MLA – Member of the Legislative Assembly. A person elected in his or her electoral district to a seat in the Nova Scotia House of Assembly.
Nomination Paper – a document that must be filed with the Returning Officer before a person can run as a candidate in an election. The deadline for filing is 2:00pm on the 14th day before election day.
Official Addition – this count of the ballots is performed by the Returning Officer in the presence of the Election Clerk, and the candidates or their agents. After this count, the Returning Officer declares which candidate is elected.
Order in Council – the passing of this order starts the election process.
Ordinary Residence – this is where you live. This address will determine your electoral district and polling station where you vote. Also known as your Civic Address.
Plebiscite – a vote on one specific issue or question.
Political Contributions – see Contributions.
Polling Division – Electoral districts are subdivided into polling divisions. Each polling division usually includes 250-450 electors.
Polling Station – these are the sites where the ballot boxes are set up so you can cast your vote.
Preliminary Count – this is the first count taken of the ballots as soon as the polls close. The count is performed by the Deputy Returning Officer in front of those persons entitled to witness the count. The results are then telephoned to the Returning Officer. These results are considered unofficial until the Official Addition.
Premier – the leader of the recognized political party that wins the most seats in a general election.
Reimbursement – candidates who receive a minimum of 10 per cent of the vote are eligible for partial reimbursement of their election expenses.
Returning Officer – Cabinet appoints one Returning Officer for each of the 52 electoral districts in Nova Scotia. The Returning Officer is responsible for the conduct of elections in their electoral district. Under urgent circumstances, the Chief Electoral Officer can also appoint Returning Officers.
Special Polls – these allow people who cannot vote at the advance poll or on ordinary polling day the chance to cast their vote. Special polls are open from the 12th to 6th day before election day. (Closed on Sunday)
Spoiled Ballot – a ballot must be marked in a certain way to count in Nova Scotia. Ballots that have an X, check mark, or line beside more than one candidate, are not clear as to which candidate has been chosen, or are defaced in any other way are considered spoiled and are not counted.
Voter – an elector who has voted.
Voter Information Card – the card sent to each elector on the List of Electors explaining where to vote and giving information on voting opportunities. Formerly known as the Notice of Confirmation.
Writ – a writ is a written command in the name of the government. When referring to elections, the writ means the command to hold an election. The date of the writ is the date the election was called.

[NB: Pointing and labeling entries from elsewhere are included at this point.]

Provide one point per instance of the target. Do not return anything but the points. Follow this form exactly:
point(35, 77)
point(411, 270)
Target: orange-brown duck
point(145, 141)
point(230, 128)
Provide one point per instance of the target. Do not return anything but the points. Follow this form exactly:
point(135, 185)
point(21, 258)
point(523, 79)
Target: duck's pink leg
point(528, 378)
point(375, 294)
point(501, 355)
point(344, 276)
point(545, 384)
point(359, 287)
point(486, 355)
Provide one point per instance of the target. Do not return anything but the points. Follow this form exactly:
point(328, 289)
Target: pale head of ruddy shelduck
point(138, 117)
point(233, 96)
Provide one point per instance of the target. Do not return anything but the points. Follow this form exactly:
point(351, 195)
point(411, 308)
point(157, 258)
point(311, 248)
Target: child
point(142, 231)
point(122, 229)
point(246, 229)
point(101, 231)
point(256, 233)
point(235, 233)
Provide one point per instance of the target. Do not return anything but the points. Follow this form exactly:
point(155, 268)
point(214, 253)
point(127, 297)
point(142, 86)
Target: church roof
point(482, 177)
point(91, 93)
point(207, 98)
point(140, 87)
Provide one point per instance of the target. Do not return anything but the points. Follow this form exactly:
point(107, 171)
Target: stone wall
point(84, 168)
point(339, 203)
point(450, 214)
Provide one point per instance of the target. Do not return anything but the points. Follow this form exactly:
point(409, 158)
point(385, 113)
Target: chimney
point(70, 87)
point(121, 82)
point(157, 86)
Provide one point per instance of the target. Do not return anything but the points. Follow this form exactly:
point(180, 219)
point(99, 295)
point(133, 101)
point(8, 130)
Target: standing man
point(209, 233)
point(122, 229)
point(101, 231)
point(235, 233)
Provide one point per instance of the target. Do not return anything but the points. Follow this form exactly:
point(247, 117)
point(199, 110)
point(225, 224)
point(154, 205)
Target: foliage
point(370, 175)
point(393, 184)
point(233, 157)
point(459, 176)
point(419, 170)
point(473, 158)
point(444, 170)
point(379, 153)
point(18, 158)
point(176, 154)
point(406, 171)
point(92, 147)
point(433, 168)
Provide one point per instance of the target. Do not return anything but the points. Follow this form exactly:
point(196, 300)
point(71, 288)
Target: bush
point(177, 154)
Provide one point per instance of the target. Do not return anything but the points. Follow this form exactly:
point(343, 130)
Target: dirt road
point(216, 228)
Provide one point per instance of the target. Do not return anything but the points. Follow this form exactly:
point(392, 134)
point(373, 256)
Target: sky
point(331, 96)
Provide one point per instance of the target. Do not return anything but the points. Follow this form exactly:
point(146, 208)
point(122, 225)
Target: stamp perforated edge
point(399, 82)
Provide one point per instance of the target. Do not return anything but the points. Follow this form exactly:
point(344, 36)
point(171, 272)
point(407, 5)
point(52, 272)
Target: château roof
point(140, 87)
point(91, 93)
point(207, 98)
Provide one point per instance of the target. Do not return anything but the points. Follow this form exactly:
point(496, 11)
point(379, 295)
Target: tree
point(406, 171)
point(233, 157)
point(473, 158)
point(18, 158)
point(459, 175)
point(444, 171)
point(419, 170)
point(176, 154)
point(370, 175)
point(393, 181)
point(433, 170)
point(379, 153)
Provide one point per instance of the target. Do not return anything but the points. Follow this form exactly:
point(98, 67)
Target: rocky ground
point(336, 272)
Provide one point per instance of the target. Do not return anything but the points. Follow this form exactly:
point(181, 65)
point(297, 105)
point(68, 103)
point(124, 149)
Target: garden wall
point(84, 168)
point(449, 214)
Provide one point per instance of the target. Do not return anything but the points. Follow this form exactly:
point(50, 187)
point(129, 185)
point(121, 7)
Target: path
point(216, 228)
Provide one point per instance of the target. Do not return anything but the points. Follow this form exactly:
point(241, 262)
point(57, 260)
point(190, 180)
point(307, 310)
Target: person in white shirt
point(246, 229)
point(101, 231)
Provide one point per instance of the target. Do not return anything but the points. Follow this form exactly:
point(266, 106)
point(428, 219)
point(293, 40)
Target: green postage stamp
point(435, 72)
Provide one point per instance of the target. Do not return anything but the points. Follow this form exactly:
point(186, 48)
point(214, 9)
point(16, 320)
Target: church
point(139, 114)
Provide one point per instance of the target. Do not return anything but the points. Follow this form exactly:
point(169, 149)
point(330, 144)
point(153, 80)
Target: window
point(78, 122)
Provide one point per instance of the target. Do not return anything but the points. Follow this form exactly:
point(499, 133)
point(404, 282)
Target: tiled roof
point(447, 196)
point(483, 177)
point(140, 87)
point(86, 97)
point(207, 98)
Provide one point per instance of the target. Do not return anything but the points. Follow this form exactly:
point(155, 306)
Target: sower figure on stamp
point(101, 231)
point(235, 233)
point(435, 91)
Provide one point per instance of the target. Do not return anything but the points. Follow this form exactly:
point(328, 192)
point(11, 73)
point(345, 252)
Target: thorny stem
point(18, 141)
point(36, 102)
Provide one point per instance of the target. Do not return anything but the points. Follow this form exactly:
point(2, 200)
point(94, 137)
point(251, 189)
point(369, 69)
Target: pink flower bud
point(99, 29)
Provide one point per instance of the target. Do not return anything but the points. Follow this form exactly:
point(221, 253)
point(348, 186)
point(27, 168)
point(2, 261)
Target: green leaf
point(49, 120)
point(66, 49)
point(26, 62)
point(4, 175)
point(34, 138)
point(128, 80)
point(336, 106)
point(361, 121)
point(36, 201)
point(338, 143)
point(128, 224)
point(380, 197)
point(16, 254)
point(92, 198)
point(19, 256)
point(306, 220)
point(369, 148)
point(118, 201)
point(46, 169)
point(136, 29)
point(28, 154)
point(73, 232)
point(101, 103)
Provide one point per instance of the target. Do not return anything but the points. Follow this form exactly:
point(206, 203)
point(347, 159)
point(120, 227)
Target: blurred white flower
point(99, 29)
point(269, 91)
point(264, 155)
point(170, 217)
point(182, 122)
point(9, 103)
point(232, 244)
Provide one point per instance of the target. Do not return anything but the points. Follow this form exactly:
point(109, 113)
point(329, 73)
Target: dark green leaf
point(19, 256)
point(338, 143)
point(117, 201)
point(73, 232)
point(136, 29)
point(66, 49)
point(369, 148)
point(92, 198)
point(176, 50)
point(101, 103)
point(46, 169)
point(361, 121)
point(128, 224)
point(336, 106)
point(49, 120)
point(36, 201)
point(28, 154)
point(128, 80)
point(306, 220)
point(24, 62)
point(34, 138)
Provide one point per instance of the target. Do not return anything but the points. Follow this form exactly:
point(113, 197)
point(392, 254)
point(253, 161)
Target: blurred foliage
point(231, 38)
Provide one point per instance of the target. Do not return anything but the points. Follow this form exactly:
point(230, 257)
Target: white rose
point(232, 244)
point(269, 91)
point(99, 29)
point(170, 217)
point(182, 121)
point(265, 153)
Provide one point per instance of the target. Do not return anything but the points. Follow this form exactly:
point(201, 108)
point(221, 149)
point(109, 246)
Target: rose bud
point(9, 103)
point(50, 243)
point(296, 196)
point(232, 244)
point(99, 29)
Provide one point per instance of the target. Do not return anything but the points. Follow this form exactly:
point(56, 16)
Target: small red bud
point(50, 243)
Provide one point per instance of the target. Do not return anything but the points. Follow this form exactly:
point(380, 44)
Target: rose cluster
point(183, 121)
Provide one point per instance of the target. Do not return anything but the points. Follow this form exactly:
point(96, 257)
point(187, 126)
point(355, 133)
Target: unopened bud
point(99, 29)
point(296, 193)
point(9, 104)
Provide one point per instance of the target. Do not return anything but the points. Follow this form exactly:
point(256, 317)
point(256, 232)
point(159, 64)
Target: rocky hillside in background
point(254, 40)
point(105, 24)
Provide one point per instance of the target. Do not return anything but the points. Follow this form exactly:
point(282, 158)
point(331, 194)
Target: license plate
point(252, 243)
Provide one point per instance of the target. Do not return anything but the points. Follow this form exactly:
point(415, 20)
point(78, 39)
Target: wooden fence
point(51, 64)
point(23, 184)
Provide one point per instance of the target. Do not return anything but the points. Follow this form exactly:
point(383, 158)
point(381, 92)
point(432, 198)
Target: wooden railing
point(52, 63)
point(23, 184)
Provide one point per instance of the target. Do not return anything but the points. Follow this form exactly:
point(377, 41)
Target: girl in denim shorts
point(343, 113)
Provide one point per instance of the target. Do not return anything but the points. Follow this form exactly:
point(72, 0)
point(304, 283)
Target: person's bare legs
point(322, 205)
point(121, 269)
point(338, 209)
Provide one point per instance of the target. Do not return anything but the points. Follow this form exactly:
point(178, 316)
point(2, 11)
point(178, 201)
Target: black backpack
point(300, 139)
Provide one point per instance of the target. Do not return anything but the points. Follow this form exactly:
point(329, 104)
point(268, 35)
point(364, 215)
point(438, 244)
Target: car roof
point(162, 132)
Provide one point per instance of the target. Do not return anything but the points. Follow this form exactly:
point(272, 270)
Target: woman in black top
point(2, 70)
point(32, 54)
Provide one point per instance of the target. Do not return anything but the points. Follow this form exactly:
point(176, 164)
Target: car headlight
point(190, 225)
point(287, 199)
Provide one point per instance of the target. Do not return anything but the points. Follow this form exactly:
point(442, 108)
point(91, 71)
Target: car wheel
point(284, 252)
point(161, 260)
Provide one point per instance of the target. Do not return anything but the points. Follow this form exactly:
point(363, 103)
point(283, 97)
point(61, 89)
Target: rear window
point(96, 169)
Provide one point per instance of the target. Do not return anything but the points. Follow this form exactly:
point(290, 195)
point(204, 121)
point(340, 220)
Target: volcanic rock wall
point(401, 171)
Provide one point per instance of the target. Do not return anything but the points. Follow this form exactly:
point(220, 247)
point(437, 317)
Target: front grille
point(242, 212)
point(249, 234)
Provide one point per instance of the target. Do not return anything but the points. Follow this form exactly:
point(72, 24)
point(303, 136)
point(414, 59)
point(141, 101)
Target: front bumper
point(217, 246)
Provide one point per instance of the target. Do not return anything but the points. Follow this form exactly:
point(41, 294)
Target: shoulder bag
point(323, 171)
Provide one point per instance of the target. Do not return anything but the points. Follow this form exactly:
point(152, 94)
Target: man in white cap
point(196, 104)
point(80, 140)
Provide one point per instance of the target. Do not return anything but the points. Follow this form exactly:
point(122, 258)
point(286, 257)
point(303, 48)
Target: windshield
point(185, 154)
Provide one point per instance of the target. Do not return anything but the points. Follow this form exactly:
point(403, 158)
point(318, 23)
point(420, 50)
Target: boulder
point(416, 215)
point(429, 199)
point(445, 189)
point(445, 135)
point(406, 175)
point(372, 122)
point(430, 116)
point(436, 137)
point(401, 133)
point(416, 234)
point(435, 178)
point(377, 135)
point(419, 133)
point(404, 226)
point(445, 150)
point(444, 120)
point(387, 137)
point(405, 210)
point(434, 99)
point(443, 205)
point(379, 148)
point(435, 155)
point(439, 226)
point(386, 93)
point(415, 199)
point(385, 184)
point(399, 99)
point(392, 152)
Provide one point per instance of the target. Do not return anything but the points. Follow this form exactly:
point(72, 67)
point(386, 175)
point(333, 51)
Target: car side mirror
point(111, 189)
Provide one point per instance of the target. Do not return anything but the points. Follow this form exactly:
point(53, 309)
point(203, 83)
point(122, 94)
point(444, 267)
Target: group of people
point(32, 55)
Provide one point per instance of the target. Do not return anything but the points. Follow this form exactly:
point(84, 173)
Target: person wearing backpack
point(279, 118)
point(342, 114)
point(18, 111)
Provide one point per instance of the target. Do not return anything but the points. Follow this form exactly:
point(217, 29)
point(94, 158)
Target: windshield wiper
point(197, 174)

Write-in Ballot – this blank ballot allows you to cast your vote if you aren’t able to vote in person at the Special Poll, Advance Poll, or on election day because you are ill, infirm, away, or for some other reason. A Write-in Ballot can be completed in the returning office, mailed in or returned in person or by your agent. You must apply to vote by Write-in Ballot and, once you have done so, you must complete your vote using this ballot.